Data Scraping from multiple table in one page html

Greetings

I have a difficulty in developing my program. Let’s say that I have a html report that has several tables inside. However, I only need the data from the tables which have the keyword “Machine Name”. The amount of the tables which have that text is random (it could be 5 tables,10,11, etc) and the row count of each table is also random (it could has 4 rows, 10,20, etc) because the html is generated from a report.

I have managed to try the data scraping feature from UiPath and I could get the data if I were extract from each tables one by one.

So, I would like to create an automatic extraction from this html page. so far I have tried this workflow:

  1. open browser and the html
  2. send hotkey ctrl+f (for find)
  3. type “machine name”
  4. get the total count of “machine name” in the html and set that as limit for counter
  5. create a do while with condition that the counter hasn’t reach the limit
  6. extract the data table which contains “machine name”
  7. append the result to excel
  8. click next in the find to search another “machine name”
  9. loop until it reaches the end of the result

With that workflow, the program could extract for the amount of the limit but the problem is that it only extract the data from the first table for the x amount equal to the limit. I am guessing that I put the wrong argument/input in the step 6 (extract structured data)

Please help. Thanks

please take a look at this result example from my excel. notice that it repeats the data only from the first table.

The only problem i saw, it’s if your first table get few row with “machine name” i think that, your workflow, loop on this, wich mean per row with “machine name”, he took the entire datatable, put this on the excel, go to the next row who’s still in the same datatable, so he appen the same datatable, go to the next row, and loop like that… May be i’m wrong, i need to see your workflow for getting more information, can you share it? :slight_smile:
After that you’ve get few possibility, you can get information by selector for know on what table you are, and try to creat an boolean or an int your increment for saying “ok i’ve already work on this table, go to the next table plz”

Hope you understand what i trying to say, sometime i lost myself :slight_smile:
Don’t hesitate to ask if what i say look weird :slight_smile:

Regards,

Sure. here it is my workflow. however due to security reason, i could not share the html file as there are too much of private data. so I could only give the screenshot example of the html file. notice that i’ve marked the data that i need with blue box

Main.xaml (17.4 KB)

Appreciate the help. thanks

I think yes that is indeed my problem.
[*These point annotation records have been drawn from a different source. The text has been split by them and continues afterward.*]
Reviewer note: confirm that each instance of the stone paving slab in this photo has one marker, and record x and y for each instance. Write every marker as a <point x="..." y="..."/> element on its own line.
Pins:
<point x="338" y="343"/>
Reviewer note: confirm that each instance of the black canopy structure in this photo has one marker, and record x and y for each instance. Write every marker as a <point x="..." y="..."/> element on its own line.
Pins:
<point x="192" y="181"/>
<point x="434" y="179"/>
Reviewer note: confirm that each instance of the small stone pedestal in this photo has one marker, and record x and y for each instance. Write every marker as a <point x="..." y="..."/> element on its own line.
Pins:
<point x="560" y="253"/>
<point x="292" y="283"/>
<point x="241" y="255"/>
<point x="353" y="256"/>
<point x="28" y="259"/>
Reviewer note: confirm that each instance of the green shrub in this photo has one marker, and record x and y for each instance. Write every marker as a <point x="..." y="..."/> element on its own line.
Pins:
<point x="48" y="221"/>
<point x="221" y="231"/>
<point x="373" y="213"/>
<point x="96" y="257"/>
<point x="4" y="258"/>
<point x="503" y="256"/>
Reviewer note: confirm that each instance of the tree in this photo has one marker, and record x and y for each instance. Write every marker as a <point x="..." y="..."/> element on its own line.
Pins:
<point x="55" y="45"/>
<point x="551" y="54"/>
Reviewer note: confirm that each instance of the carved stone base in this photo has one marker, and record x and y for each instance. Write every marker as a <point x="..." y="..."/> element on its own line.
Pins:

I don’t know how to made the selector/extractor took the data from the next table that is indicated by the “next” that has been done via ctrl+f.
Could you give example for that? Thanks.

(Don’t worry about to not sharing the HTML it’s totaly normal to not share private data :smiley:)

Hope for you the selector on this page are really nicely separated, you’ve got some few solution i guess, my first think is about to open your UI Explorer on this page, and watch what selector can clearly define the first datatable with “Machine name” to the second specific table.

And my first idea it’s to stock this specific selector into an string and check on the datable if this selector if in the strin, if not, appen this datatable to your result, and add this selector to this string, if it’s already in it, just go to the next row. Try this, if it’s doesn’t work we will found another solution.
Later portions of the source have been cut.